Delaware Court Dismisses Insurers’ Subrogation Action Against Software Provider Over Ransomware Payouts
The Superior Court of Delaware, applying Delaware law, has dismissed two lawsuits filed by nine insurance companies seeking to recover amounts they paid under cyber liability policies from a software company whose customers included the carriers’ insureds because the complaints’ allegations were “vague and conclusory.” Travelers Cas. & Sur. Co. of Am. v. Blackbaud, Inc., 2024 WL 1298762 (Del. Super. Ct. Mar. 27, 2024).
A software company was the target of a ransomware attack and notified certain customers of the incident. Several customers reported the matter to their insurers and obtained coverage for investigation and remediation expenses. The insurers, acting as subrogees, sued the software company to recover costs and attorneys’ fees. The software company moved to dismiss the lawsuits for lack of standing and also for failure to state claims for breach of contract and negligence. The court granted the motion to dismiss and entered judgment on the pleadings in favor of the software company.
On the issue of standing, the software company asserted that the complaints did not adequately allege an injury-in-fact because the damages were “self-inflicted costs” to “avoid some unidentified consequences for the Insureds’ failing to comply with some unidentified legal obligations.” Because the court determined that “the challenge to standing is closely related to the defendant’s challenge to the merits of the claim,” it did not determine standing separately but rather addressed the issue as part of its ruling on the motion to dismiss for failure to state a claim.
The court ruled that the complaints failed to state a claim for breach of contract because they did not make specific factual allegations to show that the insureds had entered into contracts with the software company. For example, the insurers “did not attach the contracts . . . to the complaints or their briefs,” and “[t]he provisions to which the Insurers cite are not in all the contracts.” The court also observed that, while “the complaints allege that [the software company] failed to remove unused and obsolete data containing the Insureds’ information, they do not allege how this was a breach of the contracts or if it was, which of the . . . contracts were breached.” The court stated that “the fact that a data breach occurred and the insureds incurred expenses, alone, is not sufficient to state a claim” for breach of contract.
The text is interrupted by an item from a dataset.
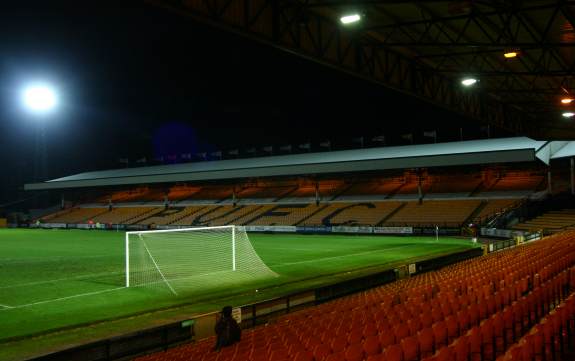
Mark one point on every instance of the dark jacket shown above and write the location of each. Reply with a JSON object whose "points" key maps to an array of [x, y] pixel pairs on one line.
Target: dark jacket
{"points": [[227, 331]]}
The court also dismissed the insurers’ negligence claims because, while the complaints alleged that the insureds were required to comply with various laws and regulations, the insurers never identified the source of the alleged duty owed to the insureds. Specifically, the complaints “do not allege facts of what duty was breached or what act breached the duty,” nor did the complaints “allege facts supporting the allegation that [the software company] was grossly negligent.”